Meteo 15 giorni – cambia tutto: arriva il MALTEMPO, ma il FREDDO…

Buone conferme anche dai modelli attuali circa un cambiamento di configurazione che dovrebbe avvenire nell'arco della terza decade mensile. Tornerà il maltempo su buona parte d'Italia e forse anche un po' di freddo.

L’estenuante dominio anticiclonico che sta portando la primavera su buona parte del nostro Continente inizierà a vacillare nell’arco della settimana prossima. Tra lunedi 19 e martedi 20 febbraio avremo un primo disturbo che interesserà segnatamente il centro e il sud (si legga a tal proposito questo articolo: https://www.meteolive.it/news/in-primo-piano/tra-lunedi-e-martedi-prime-crepe-nellalta-pressione-maltempo-su/. Successivamente, attorno metà della settimana prossima, una perturbazione atlantica che al momento viene vista intensa, determinerà un vero e proprio peggioramento su gran parte d’Italia. Tornerà la pioggia, il vento ed anche la neve sull’arco alpino a quote di media montagna.

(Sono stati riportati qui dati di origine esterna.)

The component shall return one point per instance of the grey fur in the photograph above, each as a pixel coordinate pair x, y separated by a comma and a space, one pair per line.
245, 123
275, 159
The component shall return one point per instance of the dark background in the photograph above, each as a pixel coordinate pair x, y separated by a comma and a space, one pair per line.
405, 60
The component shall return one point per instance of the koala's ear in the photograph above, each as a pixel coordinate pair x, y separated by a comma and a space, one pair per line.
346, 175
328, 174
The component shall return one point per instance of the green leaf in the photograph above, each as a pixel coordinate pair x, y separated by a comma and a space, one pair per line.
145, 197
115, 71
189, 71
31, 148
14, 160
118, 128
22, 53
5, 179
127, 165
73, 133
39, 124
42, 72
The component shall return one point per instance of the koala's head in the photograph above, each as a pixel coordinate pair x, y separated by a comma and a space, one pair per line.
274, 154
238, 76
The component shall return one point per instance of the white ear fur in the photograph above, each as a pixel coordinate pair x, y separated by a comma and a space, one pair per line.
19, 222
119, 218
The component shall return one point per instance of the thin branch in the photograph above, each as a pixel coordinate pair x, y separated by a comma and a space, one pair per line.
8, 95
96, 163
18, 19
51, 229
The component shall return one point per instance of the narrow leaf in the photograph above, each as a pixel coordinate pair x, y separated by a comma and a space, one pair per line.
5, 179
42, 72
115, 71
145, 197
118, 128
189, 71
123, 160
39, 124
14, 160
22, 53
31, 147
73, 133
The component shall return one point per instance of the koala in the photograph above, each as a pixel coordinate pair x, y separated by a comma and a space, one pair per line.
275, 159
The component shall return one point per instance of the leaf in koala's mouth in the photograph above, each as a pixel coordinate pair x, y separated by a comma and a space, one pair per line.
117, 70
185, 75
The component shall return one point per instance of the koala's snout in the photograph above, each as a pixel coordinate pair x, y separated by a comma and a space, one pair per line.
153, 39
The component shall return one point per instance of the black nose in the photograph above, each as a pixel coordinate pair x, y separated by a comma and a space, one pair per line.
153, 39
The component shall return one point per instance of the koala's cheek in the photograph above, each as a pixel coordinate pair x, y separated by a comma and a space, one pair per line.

Il fronte perturbato è ben inquadrato dalla media degli scenari del modello americano valida per sabato 24 febbraio:

Il ritiro dell’alta pressione verso sud-ovest darà spazio alla suddetta perturbazione che verrà probabilmente rallentata da un minimo barico in approfondimento sul Mar Ligure. In altre parole avremo maltempo sull’Italia, anche se in un contesto non particolarmente freddo.

La seconda mappa mostra la probabilità di avere piogge in Italia nella giornata di sabato 24 febbraio. Vi ricordiamo che: in blu probabilità di pioggia bassa (sotto al 25%), in verde medio-bassa (fra 25 e 50%), in giallo medio-alta (fra 50 e 75%) e in rosso alta o molto alta” (oltre il 75%).

Precipitazioni più probabili al nord, sul Tirreno e nelle aree interne, meno invece sul versante adriatico e parte del meridione che resteranno probabilmente sottovento al flusso portante da sud-ovest.

Volgendo lo sguardo oltre, questa la situazione attesa in Italia nella giornata di mercoledi 28 febbraio, sempre secondo la media degli scenari del modello americano.

Notiamo la posizione defilata dell’alta pressione che consentirà l’ingresso di correnti nord atlantiche sul Mediterraneo. Tutto ciò determinerà maltempo, in un contesto anche leggermente più freddo con conseguente calo della quota neve sulle Alpi e l’Appennino settentrionale.